One of the aspects of the culture that the midshipmen quickly learned to appreciate is what they dubbed “Turkish time.” In Turkey, being punctual is not valued nearly as much as in America. Instead, people have a laid back attitude and are more concerned with spending quality time building relationships than sticking to a schedule.
The Turkish people proved to be very hospitable and welcoming to the midshipmen. The Turkish students in particular were always more than happy to speak and befriend the exchange students. Consequently, many close friendships developed. The Turkish students’ general philosophy of living in the moment created many interesting adventures, such as spontaneous Friday morning trips to the Grand Bazaar.
For three of the midshipmen, the end of the school day didn’t mean going back to the dorm to relax and do homework; it meant sitting on public transportation for an hour to go home to their host family.
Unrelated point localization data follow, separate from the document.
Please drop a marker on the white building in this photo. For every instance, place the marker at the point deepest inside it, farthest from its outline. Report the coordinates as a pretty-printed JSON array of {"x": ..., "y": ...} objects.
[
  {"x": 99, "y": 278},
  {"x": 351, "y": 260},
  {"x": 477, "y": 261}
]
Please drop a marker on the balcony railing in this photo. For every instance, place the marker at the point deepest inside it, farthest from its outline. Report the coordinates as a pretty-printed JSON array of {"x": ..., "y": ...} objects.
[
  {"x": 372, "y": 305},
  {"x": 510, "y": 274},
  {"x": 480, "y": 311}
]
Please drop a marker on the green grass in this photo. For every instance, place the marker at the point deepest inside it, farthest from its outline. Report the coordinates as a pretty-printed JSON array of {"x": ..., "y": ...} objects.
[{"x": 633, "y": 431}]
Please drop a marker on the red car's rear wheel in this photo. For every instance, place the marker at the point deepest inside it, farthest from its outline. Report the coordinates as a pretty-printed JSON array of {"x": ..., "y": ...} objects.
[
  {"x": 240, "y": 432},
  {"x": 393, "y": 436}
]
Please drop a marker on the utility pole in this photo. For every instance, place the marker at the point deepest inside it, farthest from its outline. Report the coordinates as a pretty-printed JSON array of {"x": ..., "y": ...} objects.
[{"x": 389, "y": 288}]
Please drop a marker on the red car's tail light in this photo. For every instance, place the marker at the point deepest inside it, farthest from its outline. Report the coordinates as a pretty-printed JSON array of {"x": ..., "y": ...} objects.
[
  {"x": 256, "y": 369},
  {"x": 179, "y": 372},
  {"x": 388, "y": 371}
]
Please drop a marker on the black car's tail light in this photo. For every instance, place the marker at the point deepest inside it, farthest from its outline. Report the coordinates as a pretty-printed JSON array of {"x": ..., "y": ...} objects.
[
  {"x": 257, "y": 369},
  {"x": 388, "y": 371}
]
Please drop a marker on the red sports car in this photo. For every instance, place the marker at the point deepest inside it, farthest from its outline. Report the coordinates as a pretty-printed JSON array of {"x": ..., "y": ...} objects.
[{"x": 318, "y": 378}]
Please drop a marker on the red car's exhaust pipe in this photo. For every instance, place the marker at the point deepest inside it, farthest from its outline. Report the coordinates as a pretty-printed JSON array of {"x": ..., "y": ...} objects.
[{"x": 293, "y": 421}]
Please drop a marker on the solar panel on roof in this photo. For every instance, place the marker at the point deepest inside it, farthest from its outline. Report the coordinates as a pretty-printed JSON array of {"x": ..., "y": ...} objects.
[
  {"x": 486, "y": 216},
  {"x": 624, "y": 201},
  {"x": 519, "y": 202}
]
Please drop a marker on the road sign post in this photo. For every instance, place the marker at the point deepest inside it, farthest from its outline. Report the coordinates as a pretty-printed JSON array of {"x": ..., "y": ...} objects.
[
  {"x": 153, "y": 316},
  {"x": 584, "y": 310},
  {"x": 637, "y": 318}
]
For Parker, the fresh, home-cooked meals that his host mother cooked each night made the commute well worth it. For Villareal, the best part was trying to communicate with her 10-year-old Turkish host sister who did not know any English. After a few weeks of broken, awkward interaction, she finally got her sister to laugh and have fun through learning how to play the ukulele and computer games. Getting to go home to a Turkish family each night not only provided delicious food and friendships that will last a lifetime, but also really helped with improving Turkish language skills and gave insight into the Turkish family dynamic.
This family dynamic was not always strictly Turkish, but definitely rewarding and showed Istanbul’s mix of cultures. Molony had the opportunity of practicing both her French and Turkish with her host family because her host mother, Dilek, grew up in France and her host brothers went to French schools.
As soon as the weekend came, the mids were no longer to be seen on campus, instead they were out either exploring Istanbul or some of Turkey’s most famous places. Chilbert, Villareal, Molony, and Parker all went on an inexpensive cruise over the four day Bayram weekend. They boarded the boat in Fethiye, and went along the Mediterranean coast, exploring ruins, snorkeling with fish and around coral, as well as eating delicious Turkish cuisine the entire time. On the second day of the cruise, they pulled into St. Nicholas Island, where Santa Claus was born. The group spent the afternoon exploring the island that was littered with ruins dating back to the 4th century A.D. At this same time, Chandler and Musilli explored the Mediterranean town of Bodrum and the ancient ruins of Ephesus. On another trip to Trabzon, a region located on the Black Sea near the country of Georgia, the midshipmen had the opportunity to witness some of Turkey’s natural beauty.
Amidst all the exploring, one theme that could be readily attributed to Istanbul and the country of Turkey as a whole was hospitality. Not only are locals gracious to exchange students and tourists, but they also often go very out of their way to ensure these men and women are able to enjoy their stay and explore their beloved country. In one example of this hospitality, Molony, Nolan, and Chilbert visited Edirne, a Turkish city located west of Istanbul, and a city well known for its incredible displays of mosques as well as a unique museum that covered the development of medicine in this part of Turkey. Because this was one of their first trips, finding their way to each site was difficult until two boys asked if they could help.
"These two boys brought us to every mosque, every site that we asked them to see," said Nolan. "At the end of the night, as we invited the two to join us for dinner. Throughout dinner they laughed as we attempted to order in Turkish, and they yet again made sure we were taken care of."
At the end of the night, the young men took the mids to the bus stop and wished them a safe trip home.
"Never once did they ask for anything from us," said Nolan. "They simply enjoyed both meeting us and helping to give us just a small view of an incredibly unique and beautiful country.”
As future officers, it is imperative to understand that learning the nuances in different cultures is important. Part of being a better leader is developing a deeper, more worldly understanding and applying this understanding by participating in different cultures, learning new leadership tools from as many sources, and applying them as you go. This past semester, the midshipmen did just that by interacting and participating in an entirely new culture, expanding their knowledge of a new region, and by expanding themselves.